Partial unique index:

  • uq_nist_90b_run_summary ON nist_90b_results (assessment_run_id) WHERE is_run_summary = TRUE enforces that at most one summary row exists per assessment run.

Time-series behavior:

  • Hypertable partitioned by executed_at (7-day chunk interval).

4.4 nist_90b_estimator_results

Purpose:

  1. Stores detailed estimator outputs (IID and NON_IID categories).
  2. Preserves semantics for non-entropy estimators via nullable entropy_estimate.

Key constraints:

  • Unique key on (assessment_run_id, test_type, estimator_name).

4.5 data_quality_reports

Purpose:

  • Stores quality assessment summaries generated by quality analysis logic.

Key columns:

  • report_timestamp, window_start, window_end, total_events, overall_quality_score, recommendations.

4.6 nist_validation_jobs

Purpose:

  1. Tracks asynchronous validation workflow state.
  2. Supports API polling for progress and completion.

Lifecycle states encoded by constraint and enums:

  • QUEUED, RUNNING, COMPLETED, FAILED.

Key columns:

  • validation_type, status, progress_percent, current_chunk, total_chunks, test_suite_run_id, assessment_run_id.

4.7 Comparison Tables

entropy_comparison_run:

  • One row per comparison execution, including sample sizes and mixed-source traceability metadata.

entropy_comparison_result:

  • One or more rows per run, one per source type (BASELINE, HARDWARE, MIXED), with NIST and entropy metric outputs.
  • Implemented as hypertable partitioned by created_at.

5. Data Flow Through Persistence

graph TD
    Ingest[gRPC ingest] --> entropy_data
    entropy_data --> N22[SP800-22 execution]
    entropy_data --> N90[SP800-90B execution]

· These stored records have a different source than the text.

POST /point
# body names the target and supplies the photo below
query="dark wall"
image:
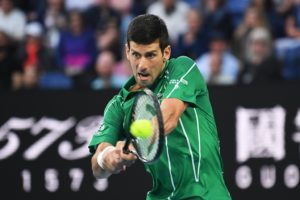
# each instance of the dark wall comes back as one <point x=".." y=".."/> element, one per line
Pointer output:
<point x="44" y="137"/>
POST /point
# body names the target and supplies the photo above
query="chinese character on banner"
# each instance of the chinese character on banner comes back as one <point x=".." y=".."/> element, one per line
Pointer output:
<point x="260" y="133"/>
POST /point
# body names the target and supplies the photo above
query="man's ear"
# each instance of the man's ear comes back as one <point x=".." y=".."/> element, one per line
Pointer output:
<point x="127" y="51"/>
<point x="167" y="53"/>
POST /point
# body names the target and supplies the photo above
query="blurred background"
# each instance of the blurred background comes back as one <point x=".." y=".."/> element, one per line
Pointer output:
<point x="62" y="60"/>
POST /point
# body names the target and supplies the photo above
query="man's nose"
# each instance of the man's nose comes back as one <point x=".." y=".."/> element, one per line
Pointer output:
<point x="142" y="65"/>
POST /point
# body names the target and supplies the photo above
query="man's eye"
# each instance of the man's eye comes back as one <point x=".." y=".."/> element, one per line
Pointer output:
<point x="151" y="55"/>
<point x="136" y="55"/>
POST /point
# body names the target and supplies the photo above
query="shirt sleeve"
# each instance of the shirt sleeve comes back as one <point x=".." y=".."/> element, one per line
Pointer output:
<point x="186" y="82"/>
<point x="111" y="128"/>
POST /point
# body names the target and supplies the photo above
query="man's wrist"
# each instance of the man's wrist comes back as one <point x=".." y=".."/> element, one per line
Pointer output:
<point x="101" y="154"/>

    N22 --> nist_test_results
    N90 --> nist_90b_results
    N90 --> nist_90b_estimator_results

    AsyncJobs[Validation job orchestration] --> nist_validation_jobs
    Quality[Quality analysis] --> data_quality_reports
    Compare[Comparison workflow] --> entropy_comparison_run
    Compare --> entropy_comparison_result
Loading

6. Query Boundary Observations

From entity and service code:

  1. Time-window access is the dominant access pattern (server_received and executed_at).
  2. Interval analytics are performed using native SQL window functions over entropy_data.
  3. Validation retrieval uses run identifiers (test_suite_run_id, assessment_run_id) for aggregation and API responses. SP 800-90B result retrieval filters on is_run_summary to distinguish canonical run-summary rows from forensic per-chunk rows.
  4. Job tracking is independent from test-result tables and linked by run IDs.